6 deadlift variations to try
Published: 2018-12-30
(Last updated 2025-01-06)
Continuing on our series of lift variations, we’ve arrived at the deadlift. While this article might at first glance seem to be specifically aimed towards powerlifters, that’s not really the case. All the information here can be used for any athlete or anyone who wants to get stronger. Sumo or conventional? I will talk about both.
Table of Contents:
- Block deadlift
- Deficit deadlift
- Deficit deadlift hold
- Deadlift with bands
- Stiff leg deadlift
- Snatch deadlift
- Special considerations
- Get help
Block deadlift
Deadlifting off blocks is done by placing the weights (that is the plates, not the bar) on blocks or boxes, effectively shortening the range of motion (ROM) of the lift. The height of the blocks can be anywhere from 2 cm to significantly more. However, keep the height low enough such that the bar is below the knees in the starting position.
It’s of great importance to use blocks that are low enough for the the barbell to be below the knees. A good place to start is around 10 cm high blocks. With proper technique the hardest part of the conventional deadlift is around the knees. With sumo it's different, again assuming good technique, and the hardest part is much lower in the lift. For this reason, block deadlifts are not nearly as useful for many sumo lifters as for conventional pullers.

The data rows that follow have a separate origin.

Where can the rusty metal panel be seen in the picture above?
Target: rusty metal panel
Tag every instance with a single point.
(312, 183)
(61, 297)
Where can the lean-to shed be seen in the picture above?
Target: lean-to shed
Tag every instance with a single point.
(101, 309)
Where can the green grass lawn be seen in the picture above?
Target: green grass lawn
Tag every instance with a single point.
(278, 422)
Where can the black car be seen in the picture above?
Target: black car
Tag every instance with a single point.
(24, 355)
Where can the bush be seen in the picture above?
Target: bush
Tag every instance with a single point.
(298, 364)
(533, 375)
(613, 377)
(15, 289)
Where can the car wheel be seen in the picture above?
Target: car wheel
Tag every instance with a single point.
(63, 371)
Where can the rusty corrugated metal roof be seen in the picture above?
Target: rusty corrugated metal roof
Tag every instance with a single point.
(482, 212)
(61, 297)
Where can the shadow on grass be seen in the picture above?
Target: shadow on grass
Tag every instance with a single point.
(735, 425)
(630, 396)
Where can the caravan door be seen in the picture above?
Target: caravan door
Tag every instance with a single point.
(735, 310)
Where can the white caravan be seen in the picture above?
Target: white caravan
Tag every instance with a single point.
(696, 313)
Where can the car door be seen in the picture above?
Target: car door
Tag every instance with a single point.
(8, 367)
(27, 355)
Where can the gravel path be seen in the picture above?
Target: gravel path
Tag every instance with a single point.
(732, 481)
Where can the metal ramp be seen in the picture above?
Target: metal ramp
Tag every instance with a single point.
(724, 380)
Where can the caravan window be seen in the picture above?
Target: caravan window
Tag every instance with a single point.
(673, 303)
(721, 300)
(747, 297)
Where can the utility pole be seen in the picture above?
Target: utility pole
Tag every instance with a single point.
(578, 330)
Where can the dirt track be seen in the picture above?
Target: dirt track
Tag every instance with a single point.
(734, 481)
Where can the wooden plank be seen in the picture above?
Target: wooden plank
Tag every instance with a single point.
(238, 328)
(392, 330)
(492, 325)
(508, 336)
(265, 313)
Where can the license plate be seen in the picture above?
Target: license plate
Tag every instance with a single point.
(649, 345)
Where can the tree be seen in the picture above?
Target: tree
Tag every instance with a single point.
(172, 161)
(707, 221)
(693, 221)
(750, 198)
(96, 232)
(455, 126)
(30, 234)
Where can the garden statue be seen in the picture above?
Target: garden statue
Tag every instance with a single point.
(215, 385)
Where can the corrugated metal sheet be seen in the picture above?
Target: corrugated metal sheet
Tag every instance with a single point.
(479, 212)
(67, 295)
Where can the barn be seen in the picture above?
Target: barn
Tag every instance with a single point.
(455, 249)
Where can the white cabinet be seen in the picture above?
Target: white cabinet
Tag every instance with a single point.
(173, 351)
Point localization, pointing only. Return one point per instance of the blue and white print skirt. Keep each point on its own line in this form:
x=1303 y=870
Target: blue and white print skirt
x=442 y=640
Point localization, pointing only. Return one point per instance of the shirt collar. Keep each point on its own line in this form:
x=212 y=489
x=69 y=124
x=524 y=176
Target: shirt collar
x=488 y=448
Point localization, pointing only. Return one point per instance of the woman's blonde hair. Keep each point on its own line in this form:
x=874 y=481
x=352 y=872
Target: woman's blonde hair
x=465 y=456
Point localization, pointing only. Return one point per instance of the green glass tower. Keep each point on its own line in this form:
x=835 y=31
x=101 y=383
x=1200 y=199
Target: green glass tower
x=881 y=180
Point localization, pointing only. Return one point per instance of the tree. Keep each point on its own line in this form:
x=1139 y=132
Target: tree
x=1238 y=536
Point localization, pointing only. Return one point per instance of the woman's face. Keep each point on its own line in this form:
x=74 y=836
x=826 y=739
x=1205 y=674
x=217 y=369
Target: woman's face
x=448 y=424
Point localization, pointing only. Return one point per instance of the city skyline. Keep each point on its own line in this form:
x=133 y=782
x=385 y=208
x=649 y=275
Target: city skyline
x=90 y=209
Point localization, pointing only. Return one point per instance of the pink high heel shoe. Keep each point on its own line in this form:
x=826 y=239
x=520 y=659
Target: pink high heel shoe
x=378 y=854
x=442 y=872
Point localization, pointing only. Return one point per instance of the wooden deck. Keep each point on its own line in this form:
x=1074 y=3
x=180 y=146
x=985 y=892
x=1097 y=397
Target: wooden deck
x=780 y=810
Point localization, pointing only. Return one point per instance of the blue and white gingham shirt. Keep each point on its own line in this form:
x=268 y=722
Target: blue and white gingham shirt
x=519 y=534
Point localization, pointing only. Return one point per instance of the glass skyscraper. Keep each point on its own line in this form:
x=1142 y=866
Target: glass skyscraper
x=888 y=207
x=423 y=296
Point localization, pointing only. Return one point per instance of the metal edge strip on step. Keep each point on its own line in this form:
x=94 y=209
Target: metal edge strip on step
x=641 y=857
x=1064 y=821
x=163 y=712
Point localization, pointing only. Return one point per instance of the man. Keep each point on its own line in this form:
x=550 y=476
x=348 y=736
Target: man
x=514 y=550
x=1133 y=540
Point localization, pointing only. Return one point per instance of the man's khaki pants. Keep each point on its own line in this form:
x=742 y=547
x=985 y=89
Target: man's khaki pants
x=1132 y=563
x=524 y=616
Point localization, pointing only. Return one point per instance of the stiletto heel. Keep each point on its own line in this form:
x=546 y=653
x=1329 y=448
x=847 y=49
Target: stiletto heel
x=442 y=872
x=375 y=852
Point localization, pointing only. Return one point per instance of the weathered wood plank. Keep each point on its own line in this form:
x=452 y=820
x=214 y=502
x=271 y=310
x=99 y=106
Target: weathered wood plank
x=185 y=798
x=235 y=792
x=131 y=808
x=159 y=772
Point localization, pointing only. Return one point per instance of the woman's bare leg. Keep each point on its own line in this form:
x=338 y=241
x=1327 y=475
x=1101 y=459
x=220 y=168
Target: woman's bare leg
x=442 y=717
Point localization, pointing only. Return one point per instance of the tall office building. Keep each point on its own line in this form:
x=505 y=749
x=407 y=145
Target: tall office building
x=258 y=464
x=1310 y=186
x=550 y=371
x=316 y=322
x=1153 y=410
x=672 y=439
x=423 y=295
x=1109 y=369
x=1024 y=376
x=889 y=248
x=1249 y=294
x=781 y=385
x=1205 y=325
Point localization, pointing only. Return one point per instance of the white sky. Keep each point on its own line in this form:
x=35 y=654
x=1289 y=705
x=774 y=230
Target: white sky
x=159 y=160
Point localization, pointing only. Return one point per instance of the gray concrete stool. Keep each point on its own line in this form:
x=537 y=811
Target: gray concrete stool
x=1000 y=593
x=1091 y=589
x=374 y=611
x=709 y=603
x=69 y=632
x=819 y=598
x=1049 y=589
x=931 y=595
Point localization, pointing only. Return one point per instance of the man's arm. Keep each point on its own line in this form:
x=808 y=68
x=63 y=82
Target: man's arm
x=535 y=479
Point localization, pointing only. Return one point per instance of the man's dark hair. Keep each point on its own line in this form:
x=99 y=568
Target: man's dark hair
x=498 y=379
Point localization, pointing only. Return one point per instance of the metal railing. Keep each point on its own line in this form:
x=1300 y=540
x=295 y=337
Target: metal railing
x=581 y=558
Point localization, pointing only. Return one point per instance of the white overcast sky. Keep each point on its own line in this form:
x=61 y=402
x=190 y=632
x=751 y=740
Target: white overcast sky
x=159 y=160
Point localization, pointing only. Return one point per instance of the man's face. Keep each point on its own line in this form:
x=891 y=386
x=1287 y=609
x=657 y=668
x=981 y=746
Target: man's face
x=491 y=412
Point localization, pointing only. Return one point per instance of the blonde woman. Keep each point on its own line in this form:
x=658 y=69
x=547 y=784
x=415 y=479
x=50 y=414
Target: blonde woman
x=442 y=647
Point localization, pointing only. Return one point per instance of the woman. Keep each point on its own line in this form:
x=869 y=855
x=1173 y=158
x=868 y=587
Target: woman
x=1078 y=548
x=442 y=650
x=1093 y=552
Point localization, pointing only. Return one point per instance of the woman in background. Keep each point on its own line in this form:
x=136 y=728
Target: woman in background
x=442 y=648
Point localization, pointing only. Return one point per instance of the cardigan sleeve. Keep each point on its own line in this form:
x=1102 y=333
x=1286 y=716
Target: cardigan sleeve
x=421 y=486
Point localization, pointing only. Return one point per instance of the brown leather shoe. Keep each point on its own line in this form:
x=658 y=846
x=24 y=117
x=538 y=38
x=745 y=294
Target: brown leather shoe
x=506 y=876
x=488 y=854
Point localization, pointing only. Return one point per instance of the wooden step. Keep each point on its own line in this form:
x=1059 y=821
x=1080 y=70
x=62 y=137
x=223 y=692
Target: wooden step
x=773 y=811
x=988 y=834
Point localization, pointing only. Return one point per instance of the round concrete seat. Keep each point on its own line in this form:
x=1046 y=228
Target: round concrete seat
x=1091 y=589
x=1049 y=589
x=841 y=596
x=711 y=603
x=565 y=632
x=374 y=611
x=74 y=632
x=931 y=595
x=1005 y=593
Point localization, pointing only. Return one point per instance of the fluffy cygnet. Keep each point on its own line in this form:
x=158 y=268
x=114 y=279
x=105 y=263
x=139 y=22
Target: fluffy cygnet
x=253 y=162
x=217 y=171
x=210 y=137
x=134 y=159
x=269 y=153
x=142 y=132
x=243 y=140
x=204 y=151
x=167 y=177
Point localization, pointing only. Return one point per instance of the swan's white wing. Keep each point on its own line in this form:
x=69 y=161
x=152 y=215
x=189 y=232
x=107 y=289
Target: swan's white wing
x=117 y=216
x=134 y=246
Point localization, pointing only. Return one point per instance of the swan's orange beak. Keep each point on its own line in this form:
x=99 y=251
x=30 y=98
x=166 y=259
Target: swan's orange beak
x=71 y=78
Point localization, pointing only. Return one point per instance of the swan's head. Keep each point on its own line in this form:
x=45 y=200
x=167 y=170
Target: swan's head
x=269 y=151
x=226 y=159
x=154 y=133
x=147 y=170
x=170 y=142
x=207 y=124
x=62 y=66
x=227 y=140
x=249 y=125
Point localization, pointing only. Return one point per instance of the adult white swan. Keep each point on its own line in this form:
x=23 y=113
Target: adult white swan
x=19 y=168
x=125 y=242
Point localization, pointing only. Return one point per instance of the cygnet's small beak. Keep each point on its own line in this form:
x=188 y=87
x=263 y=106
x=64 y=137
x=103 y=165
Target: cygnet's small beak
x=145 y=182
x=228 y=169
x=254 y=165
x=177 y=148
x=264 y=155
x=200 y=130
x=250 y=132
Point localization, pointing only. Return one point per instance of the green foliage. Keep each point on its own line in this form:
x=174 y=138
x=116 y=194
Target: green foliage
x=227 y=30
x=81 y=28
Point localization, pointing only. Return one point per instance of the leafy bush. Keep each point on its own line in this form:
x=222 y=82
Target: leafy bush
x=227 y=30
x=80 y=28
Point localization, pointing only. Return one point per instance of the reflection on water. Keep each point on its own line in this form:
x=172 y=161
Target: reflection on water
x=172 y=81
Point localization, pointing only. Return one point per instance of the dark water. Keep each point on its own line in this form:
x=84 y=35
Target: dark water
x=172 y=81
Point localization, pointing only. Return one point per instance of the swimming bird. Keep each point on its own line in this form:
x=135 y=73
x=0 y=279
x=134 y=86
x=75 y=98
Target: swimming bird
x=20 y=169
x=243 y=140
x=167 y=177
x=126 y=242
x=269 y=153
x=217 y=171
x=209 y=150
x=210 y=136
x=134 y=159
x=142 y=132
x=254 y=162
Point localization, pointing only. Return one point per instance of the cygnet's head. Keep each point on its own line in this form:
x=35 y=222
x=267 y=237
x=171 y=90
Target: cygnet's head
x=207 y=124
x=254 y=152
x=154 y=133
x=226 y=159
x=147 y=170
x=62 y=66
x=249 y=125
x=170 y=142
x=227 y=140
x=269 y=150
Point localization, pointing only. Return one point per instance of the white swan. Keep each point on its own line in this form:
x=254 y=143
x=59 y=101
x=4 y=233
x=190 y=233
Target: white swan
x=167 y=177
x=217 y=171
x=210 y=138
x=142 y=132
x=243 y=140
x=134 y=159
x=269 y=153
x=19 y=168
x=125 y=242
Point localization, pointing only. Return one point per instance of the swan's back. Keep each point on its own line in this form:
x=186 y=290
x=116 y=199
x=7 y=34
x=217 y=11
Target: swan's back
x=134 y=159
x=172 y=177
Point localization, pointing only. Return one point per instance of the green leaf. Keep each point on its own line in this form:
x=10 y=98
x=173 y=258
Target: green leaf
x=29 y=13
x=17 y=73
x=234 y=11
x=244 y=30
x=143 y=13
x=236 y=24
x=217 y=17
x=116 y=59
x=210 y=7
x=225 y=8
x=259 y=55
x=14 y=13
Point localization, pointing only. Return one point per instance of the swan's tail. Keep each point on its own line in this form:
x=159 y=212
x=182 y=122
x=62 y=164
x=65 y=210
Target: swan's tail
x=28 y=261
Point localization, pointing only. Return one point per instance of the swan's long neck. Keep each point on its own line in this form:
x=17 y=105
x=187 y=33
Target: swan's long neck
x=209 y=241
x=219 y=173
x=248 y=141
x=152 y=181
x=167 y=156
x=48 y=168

As a teaching tool it's another story. If you want to get into sumo deadlifting but don’t quite have the flexibility yet, start with sumo deadlifts off blocks and gradually lower the blocks over the course of weeks as you get more flexible and comfortable with the sumo stance.
PINS OR BLOCKS? Another way to start with the bar higher is by placing it on pins, like in a power rack. I much prefer blocks over pins. The feeling is different due to how the energy is transferred. With blocks the weights are connected to the blocks, it feels like the ground is raised. The same is not true in regards to pin deadlifts. Placing the bar on pins also cause it to flex less. There’s nothing specifically wrong with pulling from pins, I just prefer block pulls most of the time.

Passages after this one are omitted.